KABUL (Reuters) ? An attack on a police station in the west of Kabul on Friday ended without casualties, police and the Interior Ministry said.
An attacker threw a hand grenade at the station, ministry spokesman Sediq Sediqqi said on his official Twitter account, and soon afterwards police said they had regained control.
"There were gunfights in Police District Five. There were no casualties.

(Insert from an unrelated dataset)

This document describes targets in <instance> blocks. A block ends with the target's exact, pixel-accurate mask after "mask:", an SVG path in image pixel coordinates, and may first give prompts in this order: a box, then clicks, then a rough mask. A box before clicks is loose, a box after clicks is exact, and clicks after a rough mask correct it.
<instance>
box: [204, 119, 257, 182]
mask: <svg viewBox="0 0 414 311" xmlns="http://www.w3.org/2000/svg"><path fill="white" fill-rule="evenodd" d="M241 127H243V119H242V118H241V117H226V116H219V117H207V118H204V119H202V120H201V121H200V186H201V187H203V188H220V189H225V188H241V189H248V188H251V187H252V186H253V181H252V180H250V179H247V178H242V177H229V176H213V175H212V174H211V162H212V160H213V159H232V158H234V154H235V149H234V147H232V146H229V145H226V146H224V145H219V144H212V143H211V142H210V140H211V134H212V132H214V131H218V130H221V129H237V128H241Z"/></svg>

Now everything is under control and we are investigating the case," said Mohammad Zahir, head of the criminal investigation department for Kabul police.
Police officials denied the incident was a suicide attack.
Earlier, a Reuters witness heard gunfire and at least two explosions, and a police source, speaking on condition of anonymity, said several suicide bombers had attacked the police station.
The Taliban generally target military personnel or foreigners, such as in the attack on a convoy of NATO-led International Security Assistance Force (ISAF) vehicles in late October, which killed 13.
That attack was also in the west of the city, an area which does not have a high concentration of foreign residents.
A huge suicide bomb killed 80 people at a Shi'ite Muslim shrine in Kabul last week, an attack the Taliban condemned.
Despite the presence of tens of thousands of Western forces in Afghanistan, the United Nations and other groups say violence is at its worst since U.S.-led Afghan forces toppled the Taliban from power in late 2001.
NATO-led forces say they have seen a decline over recent months in attacks launched by insurgents against their troops.